Eine obszöne Geste ist eine legitime, anständige Protestform, sobald sie sich gegen einen Präsidenten richtet, der mir nicht gefällt, oder den Medien oder vielen Mitbürgern nicht? Eine Beleidigung ist dann keine Beleidigung mehr, wenn sie einen vermeintlich "Bösen" oder "Schlechten" trifft? Ich denke vielleicht auch manchmal ähnlich wie Mrs. Briskman - berechtigt mich das dazu, anderen den "Stinkefinger" zu zeigen? Sammelte man dann auch für mich im Internet? Dürfen so etwas eigentlich alle mit allen tun oder sind nur bestimmte Politiker dazu qualifiziert, den "Stinkefinger" zu "verdienen"? Und wer oder was entscheidet, ob diese Geste eine obszöne Beleidigung oder nur einen allzu verständlichen Ausdruck von Protest darstellt?

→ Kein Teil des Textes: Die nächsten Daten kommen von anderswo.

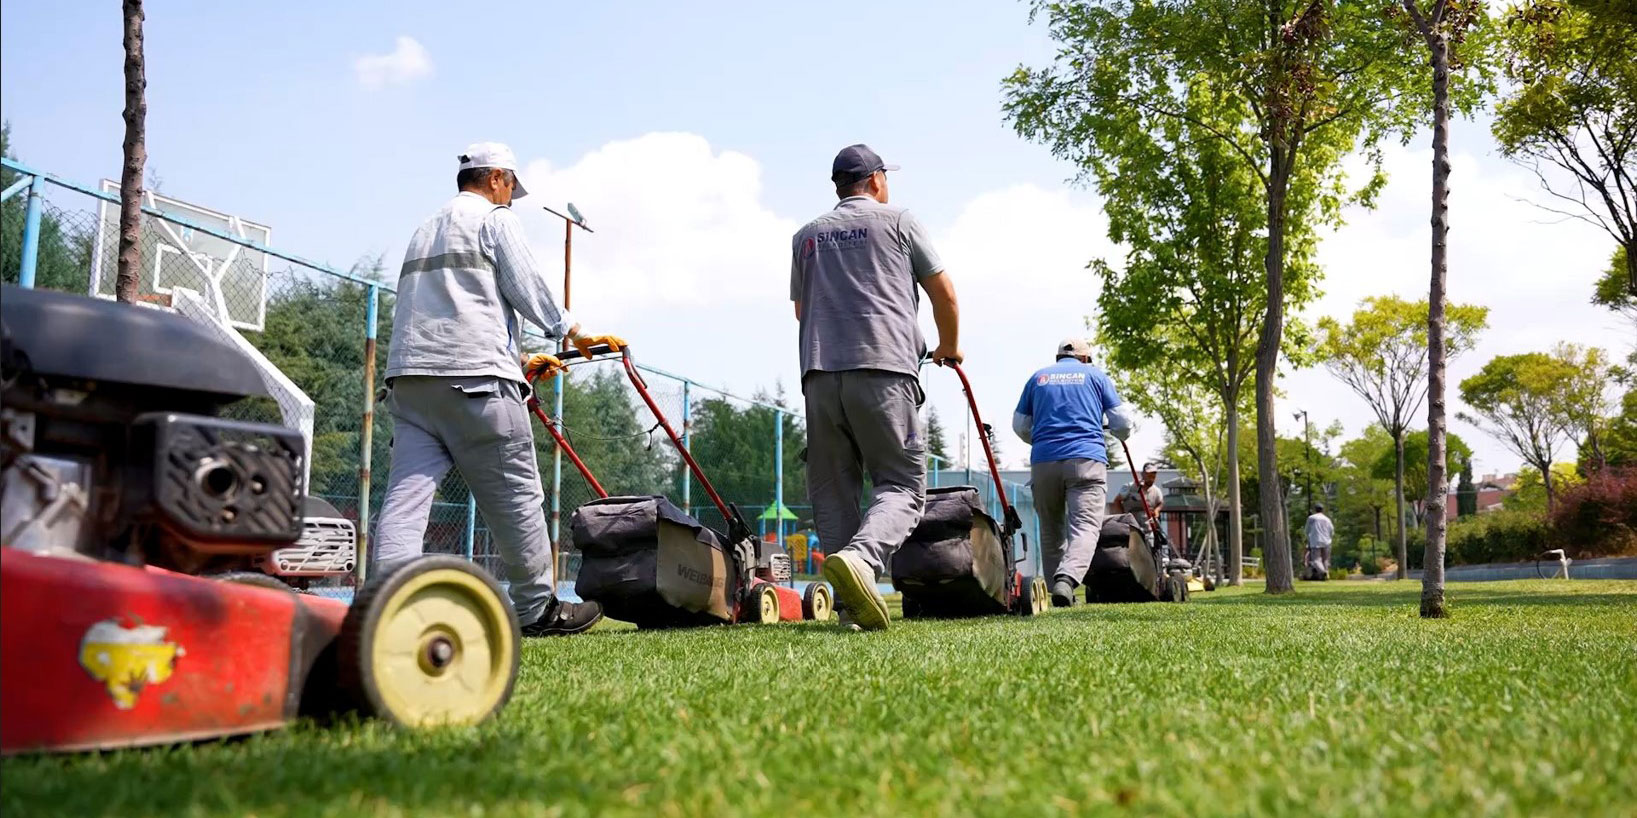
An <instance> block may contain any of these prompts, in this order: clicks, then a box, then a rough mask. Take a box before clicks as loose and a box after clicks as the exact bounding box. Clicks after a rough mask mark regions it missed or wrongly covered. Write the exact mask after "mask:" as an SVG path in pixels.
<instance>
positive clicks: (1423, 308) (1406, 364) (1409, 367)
mask: <svg viewBox="0 0 1637 818" xmlns="http://www.w3.org/2000/svg"><path fill="white" fill-rule="evenodd" d="M1488 314H1490V311H1488V308H1480V306H1460V304H1450V306H1447V308H1445V345H1444V350H1445V355H1449V357H1455V355H1460V353H1462V352H1467V350H1470V348H1472V347H1473V345H1477V342H1478V334H1480V332H1481V330H1483V327H1485V326H1486V324H1488ZM1318 357H1319V358H1321V360H1323V362H1324V366H1326V368H1329V371H1331V375H1334V376H1336V378H1337V380H1339V381H1342V383H1346V384H1347V388H1349V389H1352V391H1354V393H1355V394H1357V396H1359V398H1362V399H1364V401H1365V402H1367V404H1369V406H1370V411H1372V412H1375V419H1377V420H1378V422H1380V424H1382V427H1383V429H1385V430H1387V434H1388V435H1390V437H1391V438H1393V443H1395V447H1401V445H1403V443H1405V434H1406V430H1408V429H1409V424H1411V422H1414V416H1416V412H1419V411H1421V404H1423V401H1426V394H1427V365H1429V355H1427V301H1426V299H1423V301H1406V299H1403V298H1398V296H1375V298H1367V299H1364V303H1362V304H1360V306H1359V309H1357V311H1354V314H1352V319H1351V321H1349V322H1347V324H1342V322H1339V321H1336V319H1334V317H1329V316H1326V317H1323V319H1319V344H1318ZM1423 447H1426V434H1424V432H1423ZM1426 465H1427V463H1426V456H1424V452H1423V458H1421V465H1419V466H1418V468H1423V470H1424V468H1426ZM1405 470H1411V466H1409V463H1408V461H1403V460H1401V458H1398V463H1396V466H1395V470H1393V471H1391V473H1390V474H1385V476H1387V478H1390V479H1393V486H1395V504H1396V512H1398V514H1396V519H1400V520H1403V519H1405V502H1406V497H1414V499H1413V502H1418V504H1424V502H1426V497H1423V496H1421V494H1418V492H1414V491H1411V492H1406V491H1405V488H1406V486H1409V484H1411V483H1406V479H1405ZM1413 486H1421V489H1423V491H1424V489H1426V486H1427V479H1426V474H1421V476H1419V481H1414V483H1413ZM1418 517H1419V515H1418ZM1408 546H1409V543H1408V537H1406V532H1405V530H1403V528H1400V532H1398V579H1403V578H1405V576H1408V573H1406V571H1408V566H1409V560H1408V553H1406V550H1408Z"/></svg>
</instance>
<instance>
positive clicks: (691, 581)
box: [529, 345, 833, 628]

Nur so ein paar Fragen ...
viceman 14.11.2017
4. gut so,
und auch weiter so!
Nania 14.11.2017
5.
Zitat von ve-ri-tasEine obszöne Geste ist eine legitime, anständige Protestform, sobald sie sich gegen einen Präsidenten richtet, der mir nicht gefällt, oder den Medien oder vielen Mitbürgern nicht? Eine Beleidigung ist dann keine Beleidigung mehr, wenn sie einen vermeintlich "Bösen" oder "Schlechten" trifft? Ich denke vielleicht auch manchmal ähnlich wie Mrs. Briskman - berechtigt mich das dazu, anderen den "Stinkefinger" zu zeigen? Sammelte man dann auch für mich im Internet? Dürfen so etwas eigentlich alle mit allen tun oder sind nur bestimmte Politiker dazu qualifiziert, den "Stinkefinger" zu "verdienen"? Und wer oder was entscheidet, ob diese Geste eine obszöne Beleidigung oder nur einen allzu verständlichen Ausdruck von Protest darstellt? Nur so ein paar Fragen ...
Darum geht es doch gar nicht... Der Arbeitgeber ist ja nicht derjenige, der beleidigt wurde. Und ich finde diese Art von stillem Protest an dieser Stelle angebracht und richtig. Das gebe ich auch unumwunden zu.